Hal tersebut membuat Zainuddin sedih karena ia merasa
bahwa Hayati meninggal adalah karena kesalahannya. Zainuddin selalu berkunjung
ke makam Hayati. Hingga Zainuddin pun akhirnya sakit-sakitan dan kurang
produktif lagi untuk menulis roman. Padahal sebenarnya ia sedang menyelesaikan
karya besar. Beberapa bulan kemudian Zainuddin meninggal. Karyanya sudah
selesai dan dibukukan. Zainuddin dimakamkan disebelah makam Hayati.

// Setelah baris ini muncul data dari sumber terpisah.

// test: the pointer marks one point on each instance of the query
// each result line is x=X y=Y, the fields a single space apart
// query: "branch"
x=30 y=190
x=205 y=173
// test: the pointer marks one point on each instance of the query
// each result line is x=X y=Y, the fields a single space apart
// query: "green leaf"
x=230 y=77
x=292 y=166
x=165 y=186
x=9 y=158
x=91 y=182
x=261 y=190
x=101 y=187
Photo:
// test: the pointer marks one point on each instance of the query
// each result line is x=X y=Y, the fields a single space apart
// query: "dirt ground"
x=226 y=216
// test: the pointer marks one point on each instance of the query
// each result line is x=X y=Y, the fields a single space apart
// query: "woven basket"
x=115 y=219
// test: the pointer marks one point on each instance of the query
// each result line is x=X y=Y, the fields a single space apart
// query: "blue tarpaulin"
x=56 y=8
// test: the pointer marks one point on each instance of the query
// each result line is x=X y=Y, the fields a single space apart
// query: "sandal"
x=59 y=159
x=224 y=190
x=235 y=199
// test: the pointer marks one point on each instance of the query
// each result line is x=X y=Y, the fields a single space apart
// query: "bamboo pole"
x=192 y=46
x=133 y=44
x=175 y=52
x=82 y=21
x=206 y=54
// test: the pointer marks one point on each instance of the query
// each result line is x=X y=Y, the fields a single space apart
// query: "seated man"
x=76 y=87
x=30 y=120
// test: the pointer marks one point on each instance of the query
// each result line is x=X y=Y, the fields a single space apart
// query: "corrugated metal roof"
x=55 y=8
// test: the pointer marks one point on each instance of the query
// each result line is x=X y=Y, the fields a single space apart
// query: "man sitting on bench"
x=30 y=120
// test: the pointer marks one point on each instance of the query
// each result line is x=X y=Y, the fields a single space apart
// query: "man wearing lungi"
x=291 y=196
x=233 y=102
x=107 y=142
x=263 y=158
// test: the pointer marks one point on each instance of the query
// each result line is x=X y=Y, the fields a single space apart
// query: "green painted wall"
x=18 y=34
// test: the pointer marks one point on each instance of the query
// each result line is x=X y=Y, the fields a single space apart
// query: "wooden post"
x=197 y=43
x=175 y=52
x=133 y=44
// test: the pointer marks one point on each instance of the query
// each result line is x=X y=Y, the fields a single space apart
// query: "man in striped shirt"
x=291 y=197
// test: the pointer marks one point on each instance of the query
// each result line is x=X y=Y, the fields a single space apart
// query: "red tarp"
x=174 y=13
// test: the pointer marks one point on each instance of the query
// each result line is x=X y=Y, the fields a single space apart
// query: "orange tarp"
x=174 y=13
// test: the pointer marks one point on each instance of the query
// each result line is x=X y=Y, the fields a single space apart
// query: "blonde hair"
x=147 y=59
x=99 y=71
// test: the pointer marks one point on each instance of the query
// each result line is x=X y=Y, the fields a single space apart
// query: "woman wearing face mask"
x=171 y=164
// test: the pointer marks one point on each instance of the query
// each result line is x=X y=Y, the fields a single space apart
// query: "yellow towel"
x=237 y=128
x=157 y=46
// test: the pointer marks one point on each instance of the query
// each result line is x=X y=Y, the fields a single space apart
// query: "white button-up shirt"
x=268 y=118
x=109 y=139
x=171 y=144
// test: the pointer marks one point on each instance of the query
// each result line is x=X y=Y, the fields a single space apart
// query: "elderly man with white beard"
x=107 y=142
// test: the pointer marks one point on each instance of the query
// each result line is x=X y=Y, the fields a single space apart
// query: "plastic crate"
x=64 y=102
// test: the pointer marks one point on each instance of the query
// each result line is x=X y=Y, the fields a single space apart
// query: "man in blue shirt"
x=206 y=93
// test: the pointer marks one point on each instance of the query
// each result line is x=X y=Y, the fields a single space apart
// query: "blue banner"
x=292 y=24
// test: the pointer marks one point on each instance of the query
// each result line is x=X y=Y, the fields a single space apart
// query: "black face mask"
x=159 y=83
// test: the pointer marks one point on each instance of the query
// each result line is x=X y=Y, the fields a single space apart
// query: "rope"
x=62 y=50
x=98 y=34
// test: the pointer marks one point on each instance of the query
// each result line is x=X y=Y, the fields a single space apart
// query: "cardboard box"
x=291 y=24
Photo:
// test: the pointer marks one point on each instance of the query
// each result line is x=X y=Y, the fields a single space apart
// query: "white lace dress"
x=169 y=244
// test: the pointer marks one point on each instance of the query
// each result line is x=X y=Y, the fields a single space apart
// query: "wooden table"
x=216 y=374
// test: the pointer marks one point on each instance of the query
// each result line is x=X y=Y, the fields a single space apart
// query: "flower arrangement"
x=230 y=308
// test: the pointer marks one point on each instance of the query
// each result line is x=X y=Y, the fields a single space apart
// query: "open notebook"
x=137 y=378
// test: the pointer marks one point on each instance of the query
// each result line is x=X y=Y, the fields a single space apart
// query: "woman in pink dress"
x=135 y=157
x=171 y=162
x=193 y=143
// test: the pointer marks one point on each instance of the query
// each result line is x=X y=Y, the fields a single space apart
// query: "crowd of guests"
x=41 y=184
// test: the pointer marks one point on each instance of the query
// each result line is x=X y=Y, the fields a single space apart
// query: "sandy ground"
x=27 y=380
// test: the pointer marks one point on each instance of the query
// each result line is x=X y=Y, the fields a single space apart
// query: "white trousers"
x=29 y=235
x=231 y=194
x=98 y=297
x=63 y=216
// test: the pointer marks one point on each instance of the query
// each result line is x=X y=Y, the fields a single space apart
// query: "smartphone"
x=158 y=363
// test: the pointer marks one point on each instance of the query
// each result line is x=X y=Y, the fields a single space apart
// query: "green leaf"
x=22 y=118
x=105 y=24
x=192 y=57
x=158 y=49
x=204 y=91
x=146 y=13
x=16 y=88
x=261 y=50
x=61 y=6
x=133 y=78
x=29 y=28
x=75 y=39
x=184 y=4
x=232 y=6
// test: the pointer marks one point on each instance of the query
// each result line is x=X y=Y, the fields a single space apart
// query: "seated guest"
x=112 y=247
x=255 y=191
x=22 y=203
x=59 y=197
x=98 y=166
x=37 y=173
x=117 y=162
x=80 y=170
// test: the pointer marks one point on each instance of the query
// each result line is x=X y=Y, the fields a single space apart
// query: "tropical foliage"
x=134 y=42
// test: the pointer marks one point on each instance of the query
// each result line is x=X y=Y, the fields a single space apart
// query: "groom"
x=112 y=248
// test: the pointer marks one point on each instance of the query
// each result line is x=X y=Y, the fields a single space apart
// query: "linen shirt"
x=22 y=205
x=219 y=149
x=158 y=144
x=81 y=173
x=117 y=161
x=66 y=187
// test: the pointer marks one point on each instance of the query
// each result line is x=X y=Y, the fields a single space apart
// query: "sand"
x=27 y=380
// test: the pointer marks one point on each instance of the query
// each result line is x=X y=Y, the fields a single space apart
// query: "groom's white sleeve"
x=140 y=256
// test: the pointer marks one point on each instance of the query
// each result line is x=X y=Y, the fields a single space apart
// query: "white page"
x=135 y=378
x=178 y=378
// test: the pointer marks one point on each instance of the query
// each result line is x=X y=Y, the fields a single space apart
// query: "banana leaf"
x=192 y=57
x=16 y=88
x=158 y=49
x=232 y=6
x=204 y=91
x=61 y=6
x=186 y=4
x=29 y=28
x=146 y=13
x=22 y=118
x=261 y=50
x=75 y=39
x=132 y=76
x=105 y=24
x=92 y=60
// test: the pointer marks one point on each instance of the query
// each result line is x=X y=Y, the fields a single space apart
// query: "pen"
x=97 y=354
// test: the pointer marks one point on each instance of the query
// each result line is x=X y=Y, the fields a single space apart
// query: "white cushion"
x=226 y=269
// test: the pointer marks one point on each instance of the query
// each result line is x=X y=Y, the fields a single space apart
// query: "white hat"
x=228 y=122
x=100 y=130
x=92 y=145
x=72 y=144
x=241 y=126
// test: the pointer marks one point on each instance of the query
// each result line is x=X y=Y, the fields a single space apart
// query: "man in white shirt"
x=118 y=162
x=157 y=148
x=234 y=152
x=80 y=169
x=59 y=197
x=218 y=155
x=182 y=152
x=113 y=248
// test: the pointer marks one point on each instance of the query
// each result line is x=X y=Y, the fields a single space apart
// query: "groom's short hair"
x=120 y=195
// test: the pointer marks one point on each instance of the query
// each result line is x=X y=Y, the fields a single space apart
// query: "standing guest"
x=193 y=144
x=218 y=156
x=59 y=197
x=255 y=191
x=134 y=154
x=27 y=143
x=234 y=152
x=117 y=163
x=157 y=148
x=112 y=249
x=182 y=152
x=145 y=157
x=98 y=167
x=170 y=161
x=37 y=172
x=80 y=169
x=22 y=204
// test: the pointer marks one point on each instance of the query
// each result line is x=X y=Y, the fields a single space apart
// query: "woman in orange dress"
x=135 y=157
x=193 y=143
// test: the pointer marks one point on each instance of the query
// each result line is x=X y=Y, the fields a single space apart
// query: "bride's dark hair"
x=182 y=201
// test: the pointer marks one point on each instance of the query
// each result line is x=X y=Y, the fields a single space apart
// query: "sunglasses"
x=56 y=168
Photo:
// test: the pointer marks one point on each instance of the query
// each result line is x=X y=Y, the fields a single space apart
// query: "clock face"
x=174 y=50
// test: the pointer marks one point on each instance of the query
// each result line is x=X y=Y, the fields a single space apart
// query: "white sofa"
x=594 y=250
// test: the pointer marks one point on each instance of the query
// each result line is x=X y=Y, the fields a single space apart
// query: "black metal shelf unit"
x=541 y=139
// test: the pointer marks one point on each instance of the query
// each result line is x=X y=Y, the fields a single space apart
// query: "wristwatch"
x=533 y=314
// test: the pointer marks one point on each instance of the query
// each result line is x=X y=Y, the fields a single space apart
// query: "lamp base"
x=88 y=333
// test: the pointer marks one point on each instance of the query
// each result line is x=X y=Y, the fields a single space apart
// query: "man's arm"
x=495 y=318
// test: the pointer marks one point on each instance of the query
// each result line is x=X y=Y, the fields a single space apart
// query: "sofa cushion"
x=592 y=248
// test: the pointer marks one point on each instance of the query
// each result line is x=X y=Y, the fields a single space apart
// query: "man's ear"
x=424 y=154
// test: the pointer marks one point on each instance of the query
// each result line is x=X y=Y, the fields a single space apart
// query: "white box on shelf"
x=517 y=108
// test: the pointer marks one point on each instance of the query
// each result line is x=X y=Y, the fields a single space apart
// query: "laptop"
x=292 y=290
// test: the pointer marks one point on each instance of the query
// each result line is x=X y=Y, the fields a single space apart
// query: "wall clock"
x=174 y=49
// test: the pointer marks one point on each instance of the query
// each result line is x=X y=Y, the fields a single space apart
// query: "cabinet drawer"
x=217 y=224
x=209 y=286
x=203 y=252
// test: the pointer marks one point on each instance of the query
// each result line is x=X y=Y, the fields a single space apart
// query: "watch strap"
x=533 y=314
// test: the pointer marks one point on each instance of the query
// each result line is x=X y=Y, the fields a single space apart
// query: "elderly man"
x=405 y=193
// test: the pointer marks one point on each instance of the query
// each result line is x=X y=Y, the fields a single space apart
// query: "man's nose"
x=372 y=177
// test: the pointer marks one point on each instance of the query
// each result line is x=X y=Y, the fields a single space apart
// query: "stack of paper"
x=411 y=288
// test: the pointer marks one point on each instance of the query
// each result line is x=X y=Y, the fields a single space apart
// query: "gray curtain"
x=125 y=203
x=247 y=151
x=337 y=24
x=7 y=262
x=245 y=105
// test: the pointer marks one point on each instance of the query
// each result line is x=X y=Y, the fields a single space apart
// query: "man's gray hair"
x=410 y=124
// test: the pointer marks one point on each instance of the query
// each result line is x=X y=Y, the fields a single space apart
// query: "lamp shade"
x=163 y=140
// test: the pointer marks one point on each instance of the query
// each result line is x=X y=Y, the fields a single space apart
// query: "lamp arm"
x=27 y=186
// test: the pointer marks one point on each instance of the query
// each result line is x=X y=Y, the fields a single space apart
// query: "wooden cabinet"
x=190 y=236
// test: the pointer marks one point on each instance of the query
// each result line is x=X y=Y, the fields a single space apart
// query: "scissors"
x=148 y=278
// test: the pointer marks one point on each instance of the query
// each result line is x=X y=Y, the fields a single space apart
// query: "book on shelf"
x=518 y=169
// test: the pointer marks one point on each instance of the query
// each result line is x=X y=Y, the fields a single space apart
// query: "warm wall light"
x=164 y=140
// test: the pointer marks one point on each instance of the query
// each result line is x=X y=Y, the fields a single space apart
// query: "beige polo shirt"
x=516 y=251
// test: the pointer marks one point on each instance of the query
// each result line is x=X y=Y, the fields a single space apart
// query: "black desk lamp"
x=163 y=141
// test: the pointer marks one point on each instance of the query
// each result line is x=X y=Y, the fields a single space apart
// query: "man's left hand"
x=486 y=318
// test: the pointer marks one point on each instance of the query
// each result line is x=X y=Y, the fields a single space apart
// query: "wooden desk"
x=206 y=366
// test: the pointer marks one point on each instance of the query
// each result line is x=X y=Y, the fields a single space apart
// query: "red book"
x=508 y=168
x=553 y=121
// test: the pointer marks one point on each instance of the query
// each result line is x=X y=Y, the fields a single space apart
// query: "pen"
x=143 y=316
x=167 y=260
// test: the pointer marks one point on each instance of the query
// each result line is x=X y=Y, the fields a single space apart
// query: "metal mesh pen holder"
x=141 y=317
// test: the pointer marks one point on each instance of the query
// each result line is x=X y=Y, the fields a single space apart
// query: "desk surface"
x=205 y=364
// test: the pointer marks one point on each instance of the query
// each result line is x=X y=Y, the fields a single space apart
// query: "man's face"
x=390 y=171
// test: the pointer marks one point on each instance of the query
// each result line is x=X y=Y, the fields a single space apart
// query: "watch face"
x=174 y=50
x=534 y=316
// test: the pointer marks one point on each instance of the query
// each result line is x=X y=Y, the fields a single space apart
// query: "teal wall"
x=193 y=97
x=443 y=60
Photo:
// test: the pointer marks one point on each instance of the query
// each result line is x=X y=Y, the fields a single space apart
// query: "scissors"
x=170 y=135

Gaya bahasa yang digunakan novel ini mudah dipahami,
sehingga pesan yang diceritakan tersampaikan dengan baik. Apalagi ceritanya
yang menarik membuat pembaca penasaran ingin mengetahui akhir dari novel ini.
Sayangnya, penggambaran dan penjelasan watak tokoh tidak
dijelaskan dengan baik, sehingga pembaca harus menerka-nerka karakter tokoh.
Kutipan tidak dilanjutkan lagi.